Matters of the Heart: Part 2


The reason that Maitri and I travelled to <midwestern city> is for our sweethearts’ wedding.  It occurs to me that the plural possessive form in the object of that sentence requires some elaboration.  Maitri and I are polyamorous.  Basically, that means that our commitment to each other doesn’t include ‘forsaking all others’.  Polyamory (sometimes ‘poly' for short) comes in just about as many flavors as there are people practicing it.  Maybe in a future post I’ll elaborate on the specifics and ideological underpinnings of this way of conducting relationships, but for now I’m going to stick to how things actually play out in my experience.  I will emphasize one more point, though, which is that the relationships that occur under the umbrella of polyamory (or even more generally ethical non-monogamy) happen with the knowledge and consent of all involved.  So no deception, no secrets. 

Maitri and I are each dating both members of the couple who got married this past weekend, Teddy Theory and Paradox.  

I’ve been putting writing this post off so long that it seems like I could never do it justice.  As if I have to make up for the fading subtleties of this game-changing experience by writing a perfect composition with elegantly slicing insight.  But that’s not what manifest spontaneity is about.  So as I write about the past, I’ll root myself in feeling the present.  That seems so much more workable now.  And honest.  On we go.  

Celebrating the wedding of my sweethearts Teddy and Paradox was face-explodingly joyous.  At the end of the ceremony, my cheeks hurt from smiling so much and I neither could nor would want to have stopped.  Being part of the wedding party, it wasn’t just the day of the ceremony and the reception afterwards that I got to spend with Teddy and Paradox.  There was brunch on Thursday, most of that afternoon in Teddy's and Paradox’s suite, the rehearsal, then the rehearsal dinner.  After just that Thursday, I felt more myself in a very particular but unpinndownable way than I have certainly in the last 6 months.  At that point, I didn’t know what it was but I did know that I felt so at home among my sweethearts, their close friends, and my wife.  I knew that I was sitting at the right table when the conversation topic became whether you would rather give up cheese or all forms of oral sex for the rest your life (after long deliberation and discussion verging on debate, I decided cheese).  

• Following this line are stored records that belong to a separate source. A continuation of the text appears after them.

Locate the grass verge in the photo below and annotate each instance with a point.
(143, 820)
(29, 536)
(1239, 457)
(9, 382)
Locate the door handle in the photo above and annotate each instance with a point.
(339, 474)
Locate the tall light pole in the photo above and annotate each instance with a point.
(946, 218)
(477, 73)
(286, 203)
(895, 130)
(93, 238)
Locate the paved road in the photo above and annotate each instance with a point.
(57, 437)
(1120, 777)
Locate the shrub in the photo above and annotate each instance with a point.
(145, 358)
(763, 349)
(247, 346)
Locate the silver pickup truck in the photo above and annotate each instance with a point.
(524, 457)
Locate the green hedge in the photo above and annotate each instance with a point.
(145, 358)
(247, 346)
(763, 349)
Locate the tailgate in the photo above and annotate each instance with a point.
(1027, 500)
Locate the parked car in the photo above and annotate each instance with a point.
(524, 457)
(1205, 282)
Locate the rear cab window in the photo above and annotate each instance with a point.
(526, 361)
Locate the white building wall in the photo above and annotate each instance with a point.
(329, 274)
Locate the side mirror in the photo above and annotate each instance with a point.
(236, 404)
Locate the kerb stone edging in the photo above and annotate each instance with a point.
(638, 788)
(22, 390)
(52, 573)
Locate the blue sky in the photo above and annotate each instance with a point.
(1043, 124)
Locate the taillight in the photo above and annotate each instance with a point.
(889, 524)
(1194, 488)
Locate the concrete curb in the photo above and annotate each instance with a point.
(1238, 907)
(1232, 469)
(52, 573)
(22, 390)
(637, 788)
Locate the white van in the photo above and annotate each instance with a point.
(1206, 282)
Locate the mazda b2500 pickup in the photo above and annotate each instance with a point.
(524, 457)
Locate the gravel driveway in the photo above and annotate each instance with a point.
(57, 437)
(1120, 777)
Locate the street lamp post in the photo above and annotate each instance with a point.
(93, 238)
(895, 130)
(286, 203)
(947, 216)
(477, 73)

The next day, getting ready for the wedding at the venue, I felt like water matching the pace of a river.  Recalling it now, I feel this sense of expanding peace with a low center of gravity.  I keep wanting to sink into the details and explore my recollections of them and find out what phrases they pull up.  That would be one thing to do — and nice for a later me looking back on this.  But I’m doing this now and the next thing that leaps up from the horizon is the ceremony.  The chairs were arranged in a circle with the wedding party sitting on the innermost row.  Throughout the ceremony, I experienced wave-upon-wave of, “How right this is for these two people.”  There was one reading in particular that brought tears to me with it’s naked truth and beauty.  That reading, by Anne Morrow Lindbergh, expressed how I feel about intimate relationships.  As it was being read, I was reflecting on my relationship with Maitri.  She was sitting exactly across the circle from me and so I couldn’t see her.  But I held her presence in my awareness.  It felt like I had to open just about as much as I could to accommodate my feelings for Maitri, Teddy, Paradox, and all my newfound people in the room.  It now brings to mind a quote by my teacher, Sakyong Mipham, “Love mixed with space is called letting go.”  Like letting go of my relationship with Maitri as the local vertical in the gravity-less space of intimacy.  Don’t mistake me — Maitri is most definitely my wife and anchor partner, and that provides a lot of orientation to my life.  But my relationship with her is not a measuring stick.  That distorts the depth of my connection with her as well as my connections with my other partners.  

I don’t know when it was during the course of the weekend, but gradually a new understanding of intimacy dawned on me.  I’ve known that I care for Teddy and Paradox very much for some time, but there’s always been this feeling like there was a rock under the insole of my shoe.  Not painful, but not comfortable.  Truth be told it’s been perplexing me for at least a year, and I’d just chalked it up to not getting to see them very often.  The rock was that I was holding my relationship with Maitri as the reference point for (especially) romantic intimacy with my other partners.  Having to let go to accommodate the joy and love that I was feeling was like a gem suddenly catching the sun and blazing in its brilliance.  The splendor of that moment burnt up the ledger-mind that’s always comparing this to that.  That falling away of reference point encompassed my relationship to my girlfriend, Graceheart, in whose apartment Maitri and I were staying while she was out of town.  

The dawning of that understanding—really, a grokking—was sparked by something the woman who delivered the reading that was so meaningful to me said (I'm calling her Enticing Sky).  Part of the ceremony was a ring warming.  The rings were passed around the circle from the outside to the center so that everyone could touch them.  I’d thought for a week about the kind of intention I wanted to hold when my turn with the rings came to me.  Enticing Sky told me at the reception that she noticed how I’d paused and touched the rings and that it brought her joy knowing of my relationships to Teddy and Paradox in the midst of their vows to each other.  In that moment I felt seen by her in a way that I didn’t expect anyone to, especially not someone whom I’d met the day before.  Perhaps most importantly, it wasn’t a curiosity to her.  For me that enlivened my sense of rightness about the whole situation and simultaneously put her on my heart radar.  

I cannot get this all down.  My internal censor is back up at 11.  At this point, I think I’ve just got to call it a night.  Apparently there will be a Matters of the Heart: Part 3.